This is Part 1/2 of Dissecting BERT written by Miguel Romero and Francisco Ingham. Each article was written jointly by both authors. If you already understand the Encoder architecture from Attention is All You Need and you are interested in the differences that make BERT awesome, head on to BERT Specifics.

Many thanks to Yannet Interian for her review and feedback.

In this blog post, we are going to examine the Encoder architecture in depth (see Figure 1) as described in Attention Is All You Need. In BERT Specifics we will dive into the novel modifications that make BERT particularly effective.

Figure 1: The Encoder

Notation

Before we begin, let’s define the notation we will use throughout the article:

emb_dim: Dimension of the token embeddings.

input_length: Length of the input sequence (the same in all sequences in a specific batch due to padding).

hidden_dim: Size of the Feed-Forward network’s hidden layer.

vocab_size: Amount of words in the vocabulary (derived from the corpus).

Introduction

The Encoder used in BERT is an attention-based architecture for Natural Language Processing (NLP) that was introduced in the paper Attention Is All You Need a year ago. The paper introduces an architecture called the Transformer which is composed of two parts, the Encoder and the Decoder. Since BERT only uses the Encoder we are only going to explain that in this blog post (if you want to learn about the Decoder and how it is integrated with the Encoder, we wrote a separate blog post on this).

Transfer learning has quickly become a standard for state of the art results in NLP since the release of ULMFiT earlier this year. After that, remarkable advances have been achieved by combining the Transformer with transfer learning. Two iconic examples of this combination are OpenAI’s GPT and Google AI’s BERT.

This series aims to:

  1. Provide an intuitive understanding of the Transformer and BERT’s underlying architecture.
  2. Explain the fundamental principles of what makes BERT so successful in NLP tasks.
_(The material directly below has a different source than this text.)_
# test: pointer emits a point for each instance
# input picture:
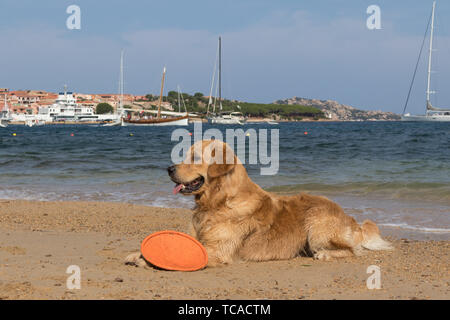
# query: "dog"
(235, 219)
To explain this architecture we will adopt the general to specifics approach. We will start by looking at the information flow in the architecture and we will dive into the inputs and outputs of the Encoder as presented in the paper. Next, we will look into each of the encoder blocks and understand how Multi-Head Attention is used. Don't worry if you don't know what that is yet; we will make sure you understand it by the end of this article.

Information Flow

The data flow through the architecture is as follows:

  1. The model represents each token as a vector of emb_dim size. With one embedding vector for each of the input tokens, we have a matrix of dimensions (input_length) x (emb_dim) for a specific input sequence.
  2. It then adds positional information (positional encoding). This step returns a matrix of dimensions (input_length) x (emb_dim), just like in the previous step.
  3. The data goes through N encoder blocks. After this, we obtain a matrix of dimensions (input_length) x (emb_dim).
Figure 2: Information flow in the Encoder

Note: The dimensions of the input and output of the encoder block are the same. Hence, it makes sense to use the output of one encoder block as the input of the next encoder block.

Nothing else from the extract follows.